ProfF is a functor. This means we can map over it.

implicit val PersonFunctor: Functor[ProfF] =
new Functor[ProfF] {
def map[A, B](fa: ProfF[A])(f: A => B): ProfF[B] =
fa.copy(students = fa.students.map(f))
}

Thus.

scala> val ps = ProfF("Bob", 1976, List("foo", "bar"))
ps: ProfF[String] = ProfF(Bob,1976,List(foo, bar))
scala> ps.map(s => s.length)
res11: ProfF[Int] = ProfF(Bob,1976,List(3, 3))
33 / 57
  • ProfF is a functor. This means we can map over it.
  • And if you follow this design pattern your data type will always be a functor, in fact it's called a pattern functor, so that's the thing to google if you want to learn more about this kind of thing.
  • In any case the functor here is straightforward because we can just delegate to .map on List and we're done.

But wait, there's more!

case class ProfF[A](name: String, year: Int, students: List[A])

ProfF is a traversable functor. This means we can sequence it.

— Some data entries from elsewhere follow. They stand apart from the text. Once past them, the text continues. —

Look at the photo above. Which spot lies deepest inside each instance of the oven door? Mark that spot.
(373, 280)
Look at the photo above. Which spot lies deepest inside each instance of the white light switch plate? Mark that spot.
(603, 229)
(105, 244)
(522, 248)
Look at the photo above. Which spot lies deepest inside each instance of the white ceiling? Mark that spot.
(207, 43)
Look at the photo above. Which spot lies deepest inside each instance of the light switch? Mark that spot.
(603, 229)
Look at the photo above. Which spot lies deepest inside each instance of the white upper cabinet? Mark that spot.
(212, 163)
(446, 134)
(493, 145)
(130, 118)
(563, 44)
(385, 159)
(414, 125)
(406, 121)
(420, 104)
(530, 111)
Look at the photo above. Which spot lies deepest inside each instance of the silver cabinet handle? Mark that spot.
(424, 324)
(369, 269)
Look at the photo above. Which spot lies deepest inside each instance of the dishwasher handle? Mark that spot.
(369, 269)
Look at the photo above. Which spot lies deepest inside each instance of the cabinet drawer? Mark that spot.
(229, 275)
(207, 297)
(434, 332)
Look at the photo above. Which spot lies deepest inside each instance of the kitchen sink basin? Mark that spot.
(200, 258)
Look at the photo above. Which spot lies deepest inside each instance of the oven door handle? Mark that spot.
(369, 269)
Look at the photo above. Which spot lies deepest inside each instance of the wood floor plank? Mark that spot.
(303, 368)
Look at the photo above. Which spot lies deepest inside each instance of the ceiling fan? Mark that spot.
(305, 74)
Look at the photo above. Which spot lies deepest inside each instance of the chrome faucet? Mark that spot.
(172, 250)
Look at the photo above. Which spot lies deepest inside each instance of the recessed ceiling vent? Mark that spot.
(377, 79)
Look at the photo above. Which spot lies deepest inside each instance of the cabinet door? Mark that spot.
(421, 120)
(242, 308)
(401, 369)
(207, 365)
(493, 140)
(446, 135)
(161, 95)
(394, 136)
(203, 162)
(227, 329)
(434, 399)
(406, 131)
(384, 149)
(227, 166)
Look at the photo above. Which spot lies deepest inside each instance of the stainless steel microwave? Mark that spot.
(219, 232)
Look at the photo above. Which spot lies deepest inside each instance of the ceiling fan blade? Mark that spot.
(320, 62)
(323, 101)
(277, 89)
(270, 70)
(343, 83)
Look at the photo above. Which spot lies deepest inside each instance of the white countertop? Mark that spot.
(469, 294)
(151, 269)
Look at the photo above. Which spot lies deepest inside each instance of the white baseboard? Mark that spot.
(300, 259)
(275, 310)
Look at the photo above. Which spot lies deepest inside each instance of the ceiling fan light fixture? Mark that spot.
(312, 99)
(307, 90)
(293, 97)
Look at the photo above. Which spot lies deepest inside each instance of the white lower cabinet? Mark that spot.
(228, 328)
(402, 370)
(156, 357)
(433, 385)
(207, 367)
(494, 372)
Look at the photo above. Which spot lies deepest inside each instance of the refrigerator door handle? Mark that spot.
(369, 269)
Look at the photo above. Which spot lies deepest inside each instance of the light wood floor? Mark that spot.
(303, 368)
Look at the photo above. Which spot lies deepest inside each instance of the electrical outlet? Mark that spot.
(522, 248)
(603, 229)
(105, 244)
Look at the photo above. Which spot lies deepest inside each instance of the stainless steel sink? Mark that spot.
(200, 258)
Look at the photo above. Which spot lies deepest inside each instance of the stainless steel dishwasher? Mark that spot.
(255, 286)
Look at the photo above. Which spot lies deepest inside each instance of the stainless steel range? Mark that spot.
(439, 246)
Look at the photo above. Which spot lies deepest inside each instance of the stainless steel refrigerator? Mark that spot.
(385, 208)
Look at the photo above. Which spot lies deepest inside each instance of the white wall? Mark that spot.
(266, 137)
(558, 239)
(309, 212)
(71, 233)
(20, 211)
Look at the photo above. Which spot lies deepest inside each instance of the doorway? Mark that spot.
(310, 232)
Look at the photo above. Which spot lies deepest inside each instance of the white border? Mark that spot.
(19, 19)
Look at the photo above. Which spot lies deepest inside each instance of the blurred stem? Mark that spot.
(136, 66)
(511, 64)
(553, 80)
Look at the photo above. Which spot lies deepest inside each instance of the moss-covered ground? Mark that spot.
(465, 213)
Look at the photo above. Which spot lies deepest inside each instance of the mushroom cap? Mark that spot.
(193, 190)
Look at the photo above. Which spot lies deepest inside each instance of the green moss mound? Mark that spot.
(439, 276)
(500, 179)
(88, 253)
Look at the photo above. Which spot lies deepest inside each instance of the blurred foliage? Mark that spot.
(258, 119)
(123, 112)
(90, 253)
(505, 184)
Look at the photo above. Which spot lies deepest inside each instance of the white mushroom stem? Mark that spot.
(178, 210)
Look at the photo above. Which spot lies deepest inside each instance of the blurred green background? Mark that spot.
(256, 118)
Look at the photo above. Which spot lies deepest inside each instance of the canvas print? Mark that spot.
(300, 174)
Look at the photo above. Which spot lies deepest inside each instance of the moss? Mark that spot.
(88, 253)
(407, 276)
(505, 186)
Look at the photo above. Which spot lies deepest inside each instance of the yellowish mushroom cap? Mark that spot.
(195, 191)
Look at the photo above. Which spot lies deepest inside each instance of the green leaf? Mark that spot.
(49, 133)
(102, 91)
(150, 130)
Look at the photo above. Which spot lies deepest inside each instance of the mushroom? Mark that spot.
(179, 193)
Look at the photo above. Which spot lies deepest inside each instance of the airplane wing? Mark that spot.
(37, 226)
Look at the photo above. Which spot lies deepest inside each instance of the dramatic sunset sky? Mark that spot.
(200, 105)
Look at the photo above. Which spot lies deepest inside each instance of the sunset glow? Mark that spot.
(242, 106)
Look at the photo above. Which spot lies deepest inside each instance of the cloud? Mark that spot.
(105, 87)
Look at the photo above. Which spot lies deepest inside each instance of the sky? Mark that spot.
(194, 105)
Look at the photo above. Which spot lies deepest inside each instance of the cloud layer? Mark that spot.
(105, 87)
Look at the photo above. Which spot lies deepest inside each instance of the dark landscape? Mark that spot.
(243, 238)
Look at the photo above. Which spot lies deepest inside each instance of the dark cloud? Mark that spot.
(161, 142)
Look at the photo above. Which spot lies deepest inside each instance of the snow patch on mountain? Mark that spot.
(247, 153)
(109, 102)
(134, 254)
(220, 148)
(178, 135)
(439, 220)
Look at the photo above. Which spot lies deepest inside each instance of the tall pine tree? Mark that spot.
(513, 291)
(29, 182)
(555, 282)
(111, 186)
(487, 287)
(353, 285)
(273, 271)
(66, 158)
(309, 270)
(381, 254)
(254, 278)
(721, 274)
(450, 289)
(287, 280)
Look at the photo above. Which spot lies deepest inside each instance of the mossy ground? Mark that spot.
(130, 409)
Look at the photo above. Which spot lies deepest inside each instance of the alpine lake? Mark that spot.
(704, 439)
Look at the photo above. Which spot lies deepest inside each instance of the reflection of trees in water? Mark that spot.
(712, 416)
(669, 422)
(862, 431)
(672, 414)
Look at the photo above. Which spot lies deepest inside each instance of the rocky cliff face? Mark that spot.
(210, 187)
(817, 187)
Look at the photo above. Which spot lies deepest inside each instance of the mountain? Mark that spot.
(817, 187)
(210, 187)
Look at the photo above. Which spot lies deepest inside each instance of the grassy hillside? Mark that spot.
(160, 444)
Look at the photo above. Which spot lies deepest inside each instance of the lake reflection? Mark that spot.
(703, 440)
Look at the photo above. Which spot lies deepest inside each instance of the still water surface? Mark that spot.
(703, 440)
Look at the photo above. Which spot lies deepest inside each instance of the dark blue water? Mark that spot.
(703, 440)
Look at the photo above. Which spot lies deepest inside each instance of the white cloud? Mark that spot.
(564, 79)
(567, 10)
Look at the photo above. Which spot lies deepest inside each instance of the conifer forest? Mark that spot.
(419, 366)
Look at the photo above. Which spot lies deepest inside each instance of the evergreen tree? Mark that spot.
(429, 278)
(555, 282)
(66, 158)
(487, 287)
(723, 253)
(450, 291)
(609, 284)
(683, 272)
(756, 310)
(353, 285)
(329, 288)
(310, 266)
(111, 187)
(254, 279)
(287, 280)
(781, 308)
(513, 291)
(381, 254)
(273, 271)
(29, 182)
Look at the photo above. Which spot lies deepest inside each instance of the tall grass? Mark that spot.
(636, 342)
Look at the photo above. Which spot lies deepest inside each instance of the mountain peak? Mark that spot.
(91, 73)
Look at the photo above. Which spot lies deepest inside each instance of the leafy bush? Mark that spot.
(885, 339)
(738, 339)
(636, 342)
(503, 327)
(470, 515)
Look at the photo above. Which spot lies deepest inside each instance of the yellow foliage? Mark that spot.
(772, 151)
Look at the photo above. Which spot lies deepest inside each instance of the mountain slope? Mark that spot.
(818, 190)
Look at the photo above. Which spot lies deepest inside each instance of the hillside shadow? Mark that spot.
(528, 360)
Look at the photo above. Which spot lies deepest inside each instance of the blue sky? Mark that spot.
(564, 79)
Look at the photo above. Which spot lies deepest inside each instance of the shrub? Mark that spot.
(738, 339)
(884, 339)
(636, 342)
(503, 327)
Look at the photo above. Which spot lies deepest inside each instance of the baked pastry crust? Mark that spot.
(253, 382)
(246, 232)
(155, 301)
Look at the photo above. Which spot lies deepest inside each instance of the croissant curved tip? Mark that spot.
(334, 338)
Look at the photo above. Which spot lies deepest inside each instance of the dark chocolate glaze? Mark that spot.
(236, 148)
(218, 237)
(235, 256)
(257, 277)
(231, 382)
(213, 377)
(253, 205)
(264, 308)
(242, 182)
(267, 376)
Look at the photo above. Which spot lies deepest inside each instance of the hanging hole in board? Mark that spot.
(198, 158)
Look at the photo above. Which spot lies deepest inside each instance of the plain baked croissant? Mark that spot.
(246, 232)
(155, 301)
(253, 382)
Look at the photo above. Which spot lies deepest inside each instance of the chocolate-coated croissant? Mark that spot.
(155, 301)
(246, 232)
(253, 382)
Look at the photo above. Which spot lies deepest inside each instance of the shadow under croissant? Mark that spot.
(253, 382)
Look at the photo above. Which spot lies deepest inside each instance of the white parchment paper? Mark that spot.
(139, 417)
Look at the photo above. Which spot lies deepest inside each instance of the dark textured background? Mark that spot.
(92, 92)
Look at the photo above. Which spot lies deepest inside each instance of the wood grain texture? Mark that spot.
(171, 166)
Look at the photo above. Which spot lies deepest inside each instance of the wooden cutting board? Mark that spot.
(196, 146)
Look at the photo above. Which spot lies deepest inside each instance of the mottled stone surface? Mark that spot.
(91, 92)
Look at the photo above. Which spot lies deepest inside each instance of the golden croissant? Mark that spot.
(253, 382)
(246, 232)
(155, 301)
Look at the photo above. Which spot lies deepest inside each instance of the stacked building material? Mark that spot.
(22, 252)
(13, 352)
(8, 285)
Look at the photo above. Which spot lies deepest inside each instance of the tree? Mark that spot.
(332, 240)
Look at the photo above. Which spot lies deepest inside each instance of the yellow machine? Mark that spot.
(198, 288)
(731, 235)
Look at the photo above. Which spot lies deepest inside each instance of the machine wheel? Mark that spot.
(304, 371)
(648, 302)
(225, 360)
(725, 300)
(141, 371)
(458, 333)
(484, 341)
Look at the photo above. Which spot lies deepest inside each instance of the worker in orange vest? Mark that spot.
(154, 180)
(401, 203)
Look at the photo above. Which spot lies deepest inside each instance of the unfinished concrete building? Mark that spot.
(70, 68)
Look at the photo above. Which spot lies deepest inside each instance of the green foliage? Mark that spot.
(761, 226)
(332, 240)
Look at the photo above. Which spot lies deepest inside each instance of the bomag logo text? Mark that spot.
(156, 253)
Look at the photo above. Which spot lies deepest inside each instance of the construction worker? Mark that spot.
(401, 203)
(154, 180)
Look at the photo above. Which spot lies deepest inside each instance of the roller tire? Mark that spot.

implicit val PersonTraverse: Traverse[ProfF] =
new Traverse[ProfF] {
def traverseImpl[G[_]: Applicative, A, B](fa: ProfF[A])(f: A => G[B]): G[ProfF[B]] =
fa.students.traverse(f).map(ss => fa.copy(students = ss))
}

Thus.

scala> val p = ProfF("Bob", 1975, List(Option(1), Option(2)))
p: ProfF[Option[Int]] = ProfF(Bob,1975,List(Some(1), Some(2)))
scala> p.sequence
res12: Option[ProfF[Int]] = Some(ProfF(Bob,1975,List(1, 2)))
34 / 57
  • It turns out that ProfF is also a traversable functor. This means we can turn a ProfF[F[A]] into a F[ProfF[A]] if F is an applicative functor. We can flip the type constructors, which is what the example illustrates. Look at the types.
  • The implementation is a little more involved but again we just delegate to traverse on List for most of the work because List is also a traversable functor.

(small digression)

Because "map and then sequence" is so common, we also have traverse which does them in one step. You can define one in terms of the other but they have this relationship:

fa.map(f).sequence <~> fa.traverse(f) // (1) definition of traverse

And we can find another identity by equational reasoning.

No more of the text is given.